Download Oracle XE 10g Release 2 (10.2.0.1) for Linux x86. I chose the RPM version.
Download Oracle Application Express. I chose 3.0.1.
Did some reading, and learned a lot about configuring Linux, but in the end it was a frightfully simple matter to install the RPM using the RPM [Wikipedia:RPM] command (who would have guessed), it installed without a hitch and told me to run the configure command, which I did, and that went fine as well. So now I’ve got Oracle running.
Apex as installed along with Oracle XE works a bit differently to what I’m used to (I’m running 3.0 on Oracle 10GR2 Enterprise Edition on my WinXP box for experimental purposes), it serves as the administration GUI to the database (no Enterprise Manager, unfortunately) as well as the application development environment. The database (Oracle XE), being free, is limited to 4GB of user data, and will only use 1GB of RAM (which is fine, that’s all I’m giving it anyway). To help ensure I don’t go over 4GB I’ll keep my large media files on the file system instead of in the database, and I’ll design my applications with automated cleanup routines for tables that grow a lot.
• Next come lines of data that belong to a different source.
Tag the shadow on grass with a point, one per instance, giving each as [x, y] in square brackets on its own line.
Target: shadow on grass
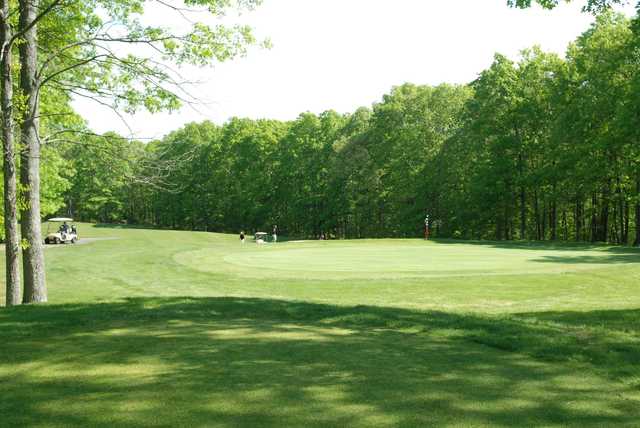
[259, 362]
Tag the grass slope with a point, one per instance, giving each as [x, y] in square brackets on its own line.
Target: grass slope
[192, 329]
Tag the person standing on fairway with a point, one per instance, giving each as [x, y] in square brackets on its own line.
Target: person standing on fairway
[426, 228]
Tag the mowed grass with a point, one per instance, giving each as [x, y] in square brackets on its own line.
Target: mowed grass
[159, 328]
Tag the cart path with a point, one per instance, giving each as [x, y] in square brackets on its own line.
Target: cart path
[81, 241]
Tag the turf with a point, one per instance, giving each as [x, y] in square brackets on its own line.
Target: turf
[160, 328]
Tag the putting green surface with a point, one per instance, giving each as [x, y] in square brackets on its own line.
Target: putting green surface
[391, 258]
[158, 328]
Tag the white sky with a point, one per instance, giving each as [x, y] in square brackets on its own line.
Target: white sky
[343, 54]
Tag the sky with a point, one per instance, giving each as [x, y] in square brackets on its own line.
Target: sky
[344, 54]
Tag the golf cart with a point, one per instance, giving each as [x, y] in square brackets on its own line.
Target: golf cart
[63, 234]
[261, 237]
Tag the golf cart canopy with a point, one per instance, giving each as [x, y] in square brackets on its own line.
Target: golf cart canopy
[60, 219]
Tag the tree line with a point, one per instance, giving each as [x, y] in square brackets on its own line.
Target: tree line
[541, 149]
[52, 51]
[545, 148]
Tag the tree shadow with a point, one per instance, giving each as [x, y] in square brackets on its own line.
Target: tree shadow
[261, 362]
[586, 259]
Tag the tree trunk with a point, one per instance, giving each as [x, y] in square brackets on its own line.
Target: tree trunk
[578, 219]
[523, 199]
[12, 239]
[636, 241]
[35, 288]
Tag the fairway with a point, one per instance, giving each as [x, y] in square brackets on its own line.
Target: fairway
[160, 328]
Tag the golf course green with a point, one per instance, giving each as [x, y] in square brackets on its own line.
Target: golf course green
[164, 328]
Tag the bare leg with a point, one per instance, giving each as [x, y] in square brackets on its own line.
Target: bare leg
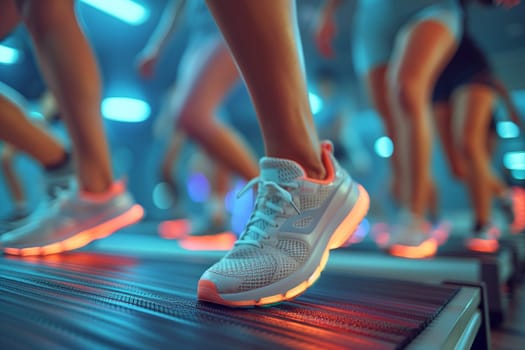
[378, 89]
[16, 129]
[13, 183]
[277, 87]
[421, 52]
[473, 107]
[170, 159]
[68, 64]
[443, 114]
[209, 76]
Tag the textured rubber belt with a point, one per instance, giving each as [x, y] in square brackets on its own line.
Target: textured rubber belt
[90, 300]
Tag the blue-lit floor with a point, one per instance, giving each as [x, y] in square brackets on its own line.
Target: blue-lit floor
[136, 289]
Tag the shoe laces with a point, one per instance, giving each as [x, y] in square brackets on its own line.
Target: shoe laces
[253, 233]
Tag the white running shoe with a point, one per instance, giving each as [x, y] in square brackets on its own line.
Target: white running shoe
[73, 220]
[285, 245]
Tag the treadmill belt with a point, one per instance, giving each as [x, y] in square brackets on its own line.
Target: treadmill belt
[93, 300]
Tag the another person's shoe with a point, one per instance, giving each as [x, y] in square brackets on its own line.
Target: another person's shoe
[412, 238]
[484, 240]
[14, 219]
[285, 245]
[73, 220]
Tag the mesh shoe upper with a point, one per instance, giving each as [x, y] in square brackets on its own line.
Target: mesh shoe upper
[288, 230]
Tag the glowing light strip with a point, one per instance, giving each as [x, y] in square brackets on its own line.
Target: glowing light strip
[125, 109]
[8, 55]
[125, 10]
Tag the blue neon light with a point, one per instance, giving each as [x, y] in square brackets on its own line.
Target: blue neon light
[126, 10]
[125, 109]
[8, 55]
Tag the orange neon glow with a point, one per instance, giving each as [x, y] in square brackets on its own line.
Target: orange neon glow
[349, 225]
[483, 245]
[174, 229]
[207, 291]
[133, 215]
[441, 233]
[518, 201]
[425, 250]
[219, 241]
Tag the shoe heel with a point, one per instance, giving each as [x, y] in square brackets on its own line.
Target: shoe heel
[351, 222]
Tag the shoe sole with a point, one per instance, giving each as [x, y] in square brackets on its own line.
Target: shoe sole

So far my applications on my experimental 10G database only use 1GB, and that’s including a whole lot of BLOBs, so I don’t think I’ll have a problem with this limit if I’m careful.
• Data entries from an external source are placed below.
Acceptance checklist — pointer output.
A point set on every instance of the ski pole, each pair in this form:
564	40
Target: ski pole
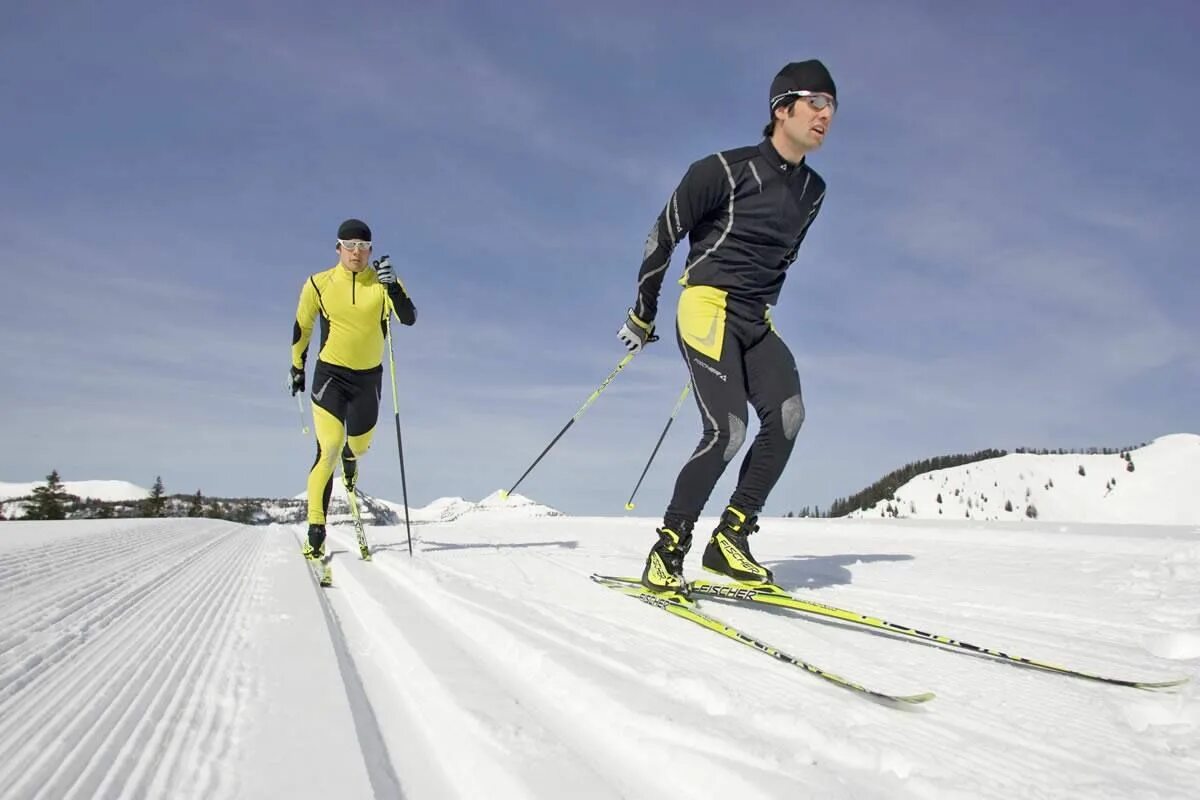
687	388
571	421
395	405
304	423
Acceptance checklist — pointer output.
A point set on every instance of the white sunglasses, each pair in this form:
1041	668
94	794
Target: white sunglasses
813	98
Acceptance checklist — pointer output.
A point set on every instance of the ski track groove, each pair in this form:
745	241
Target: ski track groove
91	624
700	683
78	588
95	703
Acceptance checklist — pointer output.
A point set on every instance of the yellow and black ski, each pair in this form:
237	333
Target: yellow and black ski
359	534
772	595
685	608
322	569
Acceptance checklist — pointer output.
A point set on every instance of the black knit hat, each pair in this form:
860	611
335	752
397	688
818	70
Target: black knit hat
354	229
803	76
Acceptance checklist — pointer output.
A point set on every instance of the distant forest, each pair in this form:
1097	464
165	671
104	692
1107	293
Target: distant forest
886	487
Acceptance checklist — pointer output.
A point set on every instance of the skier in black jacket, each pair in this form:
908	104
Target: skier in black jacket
745	212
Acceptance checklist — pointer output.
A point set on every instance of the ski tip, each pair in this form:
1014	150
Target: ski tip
1162	684
915	699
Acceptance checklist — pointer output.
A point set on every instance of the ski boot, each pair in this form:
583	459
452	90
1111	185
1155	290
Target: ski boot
315	546
664	565
729	549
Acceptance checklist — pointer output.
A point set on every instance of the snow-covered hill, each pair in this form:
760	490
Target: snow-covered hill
445	509
198	659
1159	487
83	489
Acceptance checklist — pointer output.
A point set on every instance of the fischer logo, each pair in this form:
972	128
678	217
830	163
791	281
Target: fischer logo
726	591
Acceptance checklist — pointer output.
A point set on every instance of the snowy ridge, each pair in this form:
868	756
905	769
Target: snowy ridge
1158	489
515	506
177	657
96	489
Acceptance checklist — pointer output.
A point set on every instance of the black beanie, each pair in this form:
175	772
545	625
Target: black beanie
803	76
354	229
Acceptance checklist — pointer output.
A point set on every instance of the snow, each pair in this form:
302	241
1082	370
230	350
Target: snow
447	509
198	659
111	491
1164	473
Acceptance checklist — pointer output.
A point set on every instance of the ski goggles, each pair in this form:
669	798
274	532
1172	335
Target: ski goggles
815	100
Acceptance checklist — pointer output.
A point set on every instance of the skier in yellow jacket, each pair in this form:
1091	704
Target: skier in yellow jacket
354	300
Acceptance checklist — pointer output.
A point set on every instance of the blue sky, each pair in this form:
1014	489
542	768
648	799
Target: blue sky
1006	256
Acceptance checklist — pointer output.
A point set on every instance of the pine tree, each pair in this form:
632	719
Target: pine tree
156	504
49	500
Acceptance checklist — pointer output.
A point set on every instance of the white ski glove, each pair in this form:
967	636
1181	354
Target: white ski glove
635	334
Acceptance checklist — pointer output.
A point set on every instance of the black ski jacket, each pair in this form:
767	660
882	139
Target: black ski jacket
747	211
Next step is to upgrade to Apex 3.0 which means I lose the cute Apex database administration interface, but I have to do this because the apps I want to migrate are currently on 3.0. Not to worry, there’s a good guide for administrating Oracle XE and Apex 3.0.1 here. After upgrading I disable the SYSTEM login for Apex, and use the ADMIN account like I’m accustomed to.
After a bit of tyre-kicking I’m off to bed.